# Vid of KK and I in the ring



## RedyreRottweilers (Dec 17, 2006)

http://www.youtube.com/watch?v=-GqKHe2XaTk&feature=youtu.be


----------



## Sibe (Nov 21, 2010)

She is amazing to watch. Too adorable when she leaned up against the judge! Go Katie!!


----------



## ChaosIsAWeim (Feb 12, 2011)

She is such a great dog. She was giving you a hard time on the down and back though, lol. What show was this?


----------



## Abbylynn (Jul 7, 2011)

I really enjoyed the video! KK seems to be such a sweet dog.......................especially with the judge!


----------



## RedyreRottweilers (Dec 17, 2006)

This was in Deland yesterday. Here is part 2. You be the judge....


----------



## ChaosIsAWeim (Feb 12, 2011)

She was full of herself wasn't she, lol. Looked like she was having a good time though.


----------



## RedyreRottweilers (Dec 17, 2006)

She is a maniac!
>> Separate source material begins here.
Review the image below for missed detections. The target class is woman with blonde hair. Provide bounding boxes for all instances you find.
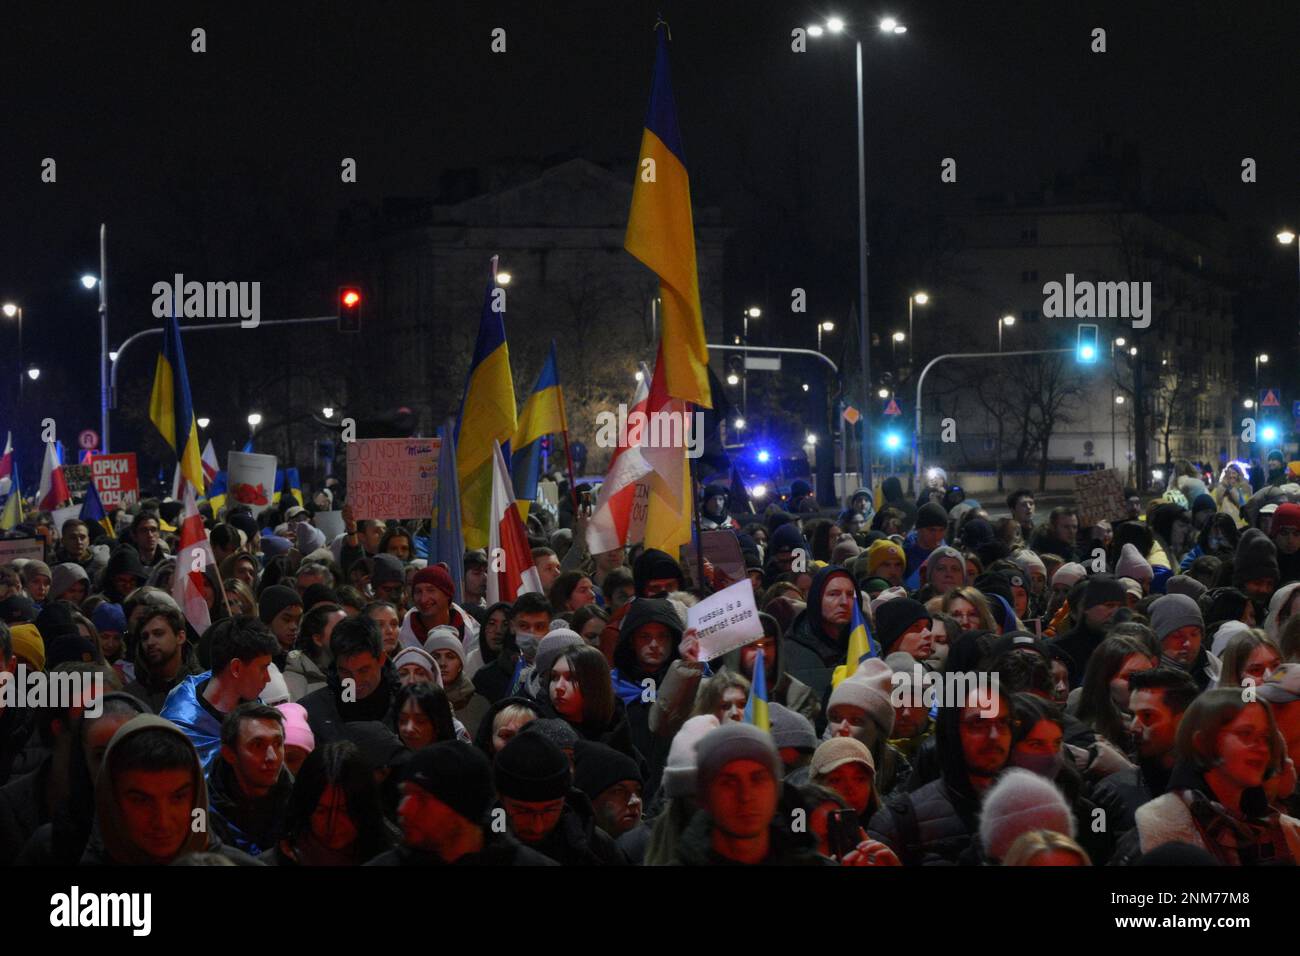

If I did not keep a lid on her, she would be grabbing the lead, grabbing my dress, bouncing up and down looking me in the eyes, barking, etc. haha Yeah, she has a fun time always.


----------



## ChaosIsAWeim (Feb 12, 2011)

Gotta love adolescence, BB is doing the same things.


----------



## Abbylynn (Jul 7, 2011)

I still think she was the best looking Rottweiler in the group!


----------